The last clear memory I have of my school-year jobs was the VP yelling at my manager, red-faced, outside his office, right out in the middle of the hallway.
The job, at this now-defunct manufacturer of centrifuges, for me started as a co-op job in college, while I was studying electrical engineering. They hired me at a song and dance as a lab technician, to assist in the electronics lab, producing wire-wrap prototypes, helping the electrical engineers, and all-around learning about electrical engineering in the real world. This is where I met my friend Tom, who had also been working a co-op job, and was continuing to work there part-time while he took classes.
A couple interesting facts about this company: most of the engineers were mechanical engineers, not electrical or software types—that was the company’s core engineering competency; and every engineer had an office with a door. (And if you’ve ever worked in a modern engineering company—or if you’ve ever seen Dilbert—you’ll know how oddball that is.) Even I, during the time I was filling in as software engineer, I too had an office with a door.
So this company didn’t have the cubicle problem. But that’s okay, because it had every other problem.

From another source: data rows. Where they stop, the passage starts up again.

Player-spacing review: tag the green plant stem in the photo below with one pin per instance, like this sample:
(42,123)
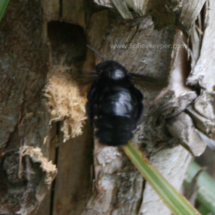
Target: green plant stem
(177,203)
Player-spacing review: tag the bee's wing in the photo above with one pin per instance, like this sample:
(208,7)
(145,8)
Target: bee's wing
(147,81)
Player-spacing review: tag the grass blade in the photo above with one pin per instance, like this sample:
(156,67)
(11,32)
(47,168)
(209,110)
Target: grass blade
(206,186)
(3,6)
(177,203)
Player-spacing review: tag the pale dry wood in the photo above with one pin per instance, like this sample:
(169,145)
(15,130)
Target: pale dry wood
(118,187)
(23,116)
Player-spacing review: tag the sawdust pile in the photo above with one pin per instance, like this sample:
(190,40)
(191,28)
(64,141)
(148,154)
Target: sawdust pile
(65,102)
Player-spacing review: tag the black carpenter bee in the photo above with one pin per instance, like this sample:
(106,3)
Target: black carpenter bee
(114,104)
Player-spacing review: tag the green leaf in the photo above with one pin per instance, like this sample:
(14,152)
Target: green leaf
(3,6)
(177,203)
(206,186)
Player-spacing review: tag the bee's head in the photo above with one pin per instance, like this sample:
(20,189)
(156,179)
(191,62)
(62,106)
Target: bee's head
(111,70)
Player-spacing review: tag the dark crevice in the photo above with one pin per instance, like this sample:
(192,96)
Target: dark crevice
(60,8)
(68,43)
(52,196)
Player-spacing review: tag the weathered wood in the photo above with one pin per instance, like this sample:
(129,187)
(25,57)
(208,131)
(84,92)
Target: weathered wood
(26,174)
(138,45)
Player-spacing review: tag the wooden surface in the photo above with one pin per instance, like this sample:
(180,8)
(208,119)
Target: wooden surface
(96,179)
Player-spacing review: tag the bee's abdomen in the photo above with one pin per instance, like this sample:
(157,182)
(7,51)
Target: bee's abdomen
(115,111)
(114,130)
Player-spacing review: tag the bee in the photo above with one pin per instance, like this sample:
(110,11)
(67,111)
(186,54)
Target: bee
(114,105)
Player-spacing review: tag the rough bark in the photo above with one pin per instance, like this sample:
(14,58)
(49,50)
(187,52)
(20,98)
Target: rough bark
(32,37)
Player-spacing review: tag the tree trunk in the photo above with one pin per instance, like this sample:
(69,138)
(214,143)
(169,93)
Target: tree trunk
(43,46)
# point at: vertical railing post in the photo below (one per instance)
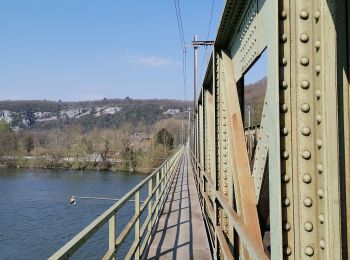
(150, 188)
(137, 224)
(162, 181)
(157, 194)
(111, 234)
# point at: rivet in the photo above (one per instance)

Tom had been picking up the EE slack by designing an upgrade to one of their products—definitely not a lab-tech job. Soon after, I fell into that role as well. I worked for the company for several years. At the time, I didn’t realize how much grief I must have given my manager over those years, and if he happens to be reading this account, I retroactively apologize. But I see I also did an amount of good work, and learned more there than I had in college.
At one point, I researched, designed, and prototyped a computer-controlled driver for a three-phase induction motor. After that project was scrapped, I prepared detailed research for a new model of microcontroller that management was considering for new designs, to replace the way-too-expensive part they had been using in every single dang-blasted design theretofore. And then after the company software engineer moved on—yes, that’s “software engineer,” singular—I moved into his role… still as a lab technician.
I didn’t realize it at the time, but I’m sure my boss caught a lot of grief, not only from me, but also just because he was in charge of our tiny hardware-engineering department. In the few years I was there, the department experienced almost 100% turnover. That is, except for the manager, every single staff member who was working there when I started had left by the time I stopped. (And the manager himself left soon afterward.)
I bear no ill will toward them neither for giving me an opportunity to stretch my skills nor for taking advantage of that opportunity. What I did hate was that they never invited me to the staff meetings. Tom, too. As I recall, we were at one point responsible for both hardware and software development—because both electrical engineers had quit along with the software engineer. We were making all the decisions regarding product design and function, but we were prohibited from attending the project staff meetings, because we were only co-op students. Ha! Instead, we had our own meeting and mocked them for being so petty and stupid.
With the new microcontroller, I was able to increase the accuracy of one model centrifuge by an order of magnitude. As I remember the story, when marketing found out, they were, like, “How long were you planning on keeping this a secret!?” We were not trying to hide it. However, we were not invited to the staff meetings; therefore, no one ever found out what we were up to. Oy vey.
(I don’t actually think that accuracy increase was all that important. It was kewl, but didn’t seem to have any marketing impact in the industry.)
Shortly thereafter, the company was sold, and the new VP in charge of our division told us that he would much rather see a sin of commission rather than a sin of omission, that if we tried and failed, he could forgive that, but if we did not even try at all, that would be unforgivable.
I was still young and naive, and I believed him and that he was reasonable. I didn’t realize how much corporate executives love to believe their own babble, while behaving in a contradictory manner. Now, I don’t know to what extent that was the case here, but one experience threw me for a loop and left me with the lesson: how shallow are nice-sounding words if not backed by professional follow-through. Talk is cheap; if you want to know what a man truly believes, look at what he does, not what he says.
The VP stood tall, head and shoulders above any of us, with a crazy mane of curly, black hair on top of his head. Today, the memory reminds me a bit of Michael Richards or Vincent Schiavelli.
I was walking from the back of the building, from the manufacturing area, through the mechanical lab, around a bend in the hallway, at a 4-way intersection, toward the electronics lab. As I rounded the corner, I heard someone shouting. I turned to see the VP standing face-to-face with my manager, in the public hallway just outside my manager’s office, literally yelling at him, shouting and waving his arms, towering over my poor manager as he stared up red-faced.
I didn’t know what to think of it at the time, as I was still young, but now I remember it as incredibly unprofessional and not the kind of message a boss ever wants to send to his employees.
To this day, I don’t know what the row was about, nor do I care. Whether or not my manager deserved to be chewed out. Whatever. How constructive is to yell at a subordinate in full sight of the entire company?
I like to imagine that moment as the point my manager decided to start looking for a better job.